Through all kinds of weather on Sloterplas: What works against blue-green algae?
What is the best way to combat blue-green algae? UvA students embark on fieldwork to determine the difference in blue-green algae between the Sloterplas and the Nieuwe Meer. But then the wind picks up.
‘Hold on,’ warns UvA researcher Yuri Sinzato as the measuring equipment almost gets swept off the raft. It is Wednesday morning and Sinzato is standing with six master’s students in Biological Sciences on a raft the size of a dorm room on the Sloterplas lake. High waves inundate the raft, piloted by a student with an outboard motor. The students - some wearing knee-high boots, others flip-flops - are now ankle-deep in water.
Today’s goal is to determine the amount of blue-green algae at different depths in the Sloterplas and compare those results with the Nieuwe Meer, the lake where the students conducted the same experiment a week earlier in much sunnier conditions. What is the difference in blue-green algae between those two comparable lakes?
Jacuzzi
‘Blue-green algae - not actually algae but cyanobacteria - have been a problem on the Sloterplas for 30 years,’ aquatic biologist Petra Visser, program director in the Master of Biological Sciences, told me by phone later that day. ‘Blue-green algae can be recognized by a greenish-blue, oily layer floating on the water. They thrive in warmer temperatures and in phosphate and nitrogen-rich water.’

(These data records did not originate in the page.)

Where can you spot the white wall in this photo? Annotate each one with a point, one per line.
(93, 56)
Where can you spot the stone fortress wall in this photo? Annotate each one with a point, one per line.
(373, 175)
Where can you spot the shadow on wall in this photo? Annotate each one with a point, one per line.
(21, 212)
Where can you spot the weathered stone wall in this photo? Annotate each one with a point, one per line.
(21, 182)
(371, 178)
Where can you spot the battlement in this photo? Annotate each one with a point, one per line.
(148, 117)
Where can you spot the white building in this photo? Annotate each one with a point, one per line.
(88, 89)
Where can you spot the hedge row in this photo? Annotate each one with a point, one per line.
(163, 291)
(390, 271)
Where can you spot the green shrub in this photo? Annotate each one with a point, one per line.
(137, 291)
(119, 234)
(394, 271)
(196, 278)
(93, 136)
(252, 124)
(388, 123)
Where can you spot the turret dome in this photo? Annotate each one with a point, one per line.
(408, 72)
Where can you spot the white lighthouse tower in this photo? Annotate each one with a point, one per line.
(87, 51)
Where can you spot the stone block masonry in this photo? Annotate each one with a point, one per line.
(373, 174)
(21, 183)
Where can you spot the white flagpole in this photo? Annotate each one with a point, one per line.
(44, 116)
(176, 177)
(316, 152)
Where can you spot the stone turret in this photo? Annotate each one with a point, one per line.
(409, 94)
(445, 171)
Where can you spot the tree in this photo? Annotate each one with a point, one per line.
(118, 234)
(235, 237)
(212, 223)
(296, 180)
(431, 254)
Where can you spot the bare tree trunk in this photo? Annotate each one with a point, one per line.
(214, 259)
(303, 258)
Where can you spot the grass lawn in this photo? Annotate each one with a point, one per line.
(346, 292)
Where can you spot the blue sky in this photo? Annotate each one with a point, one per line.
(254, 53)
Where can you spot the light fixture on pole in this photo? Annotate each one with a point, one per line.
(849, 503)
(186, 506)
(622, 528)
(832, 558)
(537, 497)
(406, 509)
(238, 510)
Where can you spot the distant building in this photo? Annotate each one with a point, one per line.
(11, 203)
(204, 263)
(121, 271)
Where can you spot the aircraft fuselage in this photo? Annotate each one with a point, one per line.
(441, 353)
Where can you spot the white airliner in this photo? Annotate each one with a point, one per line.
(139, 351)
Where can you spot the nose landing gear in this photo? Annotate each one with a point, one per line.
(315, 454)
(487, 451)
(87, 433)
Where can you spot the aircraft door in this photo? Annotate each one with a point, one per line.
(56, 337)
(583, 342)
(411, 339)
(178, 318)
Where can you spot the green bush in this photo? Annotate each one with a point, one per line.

Visser has been researching ways to combat blue-green algae for years. He did his doctorate on the mixing facility in the Nieuwe Meer that uses bubbles to drive out the bacteria. Says Visser: ‘Air bubbles up from the pipes, mixing the water layers in the lake. This turns the lake into a kind of jacuzzi.’
Blue-green algae benefit from the layers of water in lakes and ponds. This is because the bacteria need the surface for sunlight and the deeper water layers for nutrients. Tiny air bubbles - gas vacuoles - in the cell allow the bacteria to float to the surface of the water, where there is enough sunlight for the bacteria to make sugars. The weight of the sugars then causes the bacteria to sink deeper into the water where they can take on nutrients. When the bacteria use up the sugars, the blue-green algae floats back up. If those water layers are disturbed, as they are in the Nieuwe Meer, then blue-green algae do indeed appear to disappear.
Milk bottles
What do the students expect to be different in Sloterplas this week? ‘First of all, we expect more blue-green algae here,’ says student Bodil (23). ‘And we want to measure stratification: the difference in temperature between different water layers.’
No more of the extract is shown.